Pig KerPlunk and a popcorn-dispensing piñata are among a collection of unique objects created for an event at a Scotland’s Rural College (SRUC) research farm which explored how pigs like to play. A ten-minute film of the pigs interacting with the play objects is now on exhibition at The Roslin Institute.

 

Edinburgh College of Art lecturer Andrea Roe used a Leverhulme Trust artist-in-residence award to work with SRUC animal behaviour specialists. The project was one part of her work during the residency and revealed pigs’ great enthusiasm for investigative play.

 

Leverhulme Early Career Fellow Cath Keay, also from ECA, joined Andrea at the farm. Over the course of a week, the artists created eight sculptural objects that they hoped would appeal to both humans and pigs. They chose materials that would invite the pigs to play and that would encourage the animals to smell, tear apart and eat the objects, all of which were designed around a carnival theme. Other objects included ‘Fruit Machine’, ‘Apple Barrel’ and ‘Sweep Sensation’.

 

The idea for the project drew on the work of Professor Alistair Lawrence, Chair of Animal Behaviour & Welfare at SRUC and The Roslin Institute. Prof Lawrence’s group is interested in how enrichments encouraging ‘positive’ behaviour, such as play, can contribute to welfare in farmed animals.

 

Prof Lawrence said: “The inclusion of animal-based welfare measures such as the ability to move freely and a positive human-animal relationship among the proposed guiding principles for World Organisation for Animal Health (OIE) animal welfare standards reflects that positive welfare is now an active topic of discussion on the world stage.”    

 

To promote the work, a publication called CARNEVALE, was produced with contributions from Prof Lawrence, SRUC scientist Prof Françoise Wemelsfelder and creative writer Tessa Berring. The paper includes a QR code which links to a video featuring the pigs interacting with their play objects.

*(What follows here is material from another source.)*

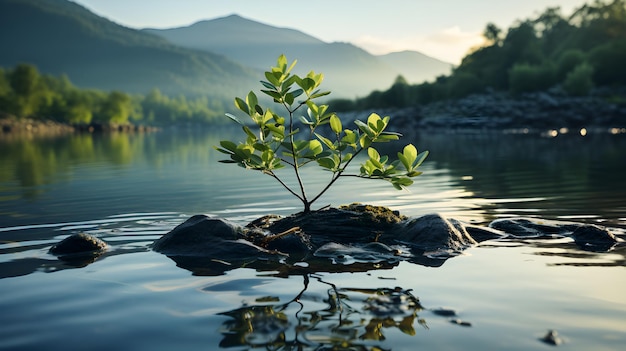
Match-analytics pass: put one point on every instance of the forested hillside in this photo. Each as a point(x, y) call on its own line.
point(61, 37)
point(24, 92)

The pigs were filmed by Brian Mather, Senior e-Learning Developer at the Royal (Dick) School of Veterinary Studies.

 

Andrea said: “Throughout the process of designing and making the objects we thought about what matters to pigs and carefully crafted objects that they could interact with and which would fit their body proportions.”

 

Visitors to the Roslin Institute can view the video and the newspaper in the reception area until the end of June.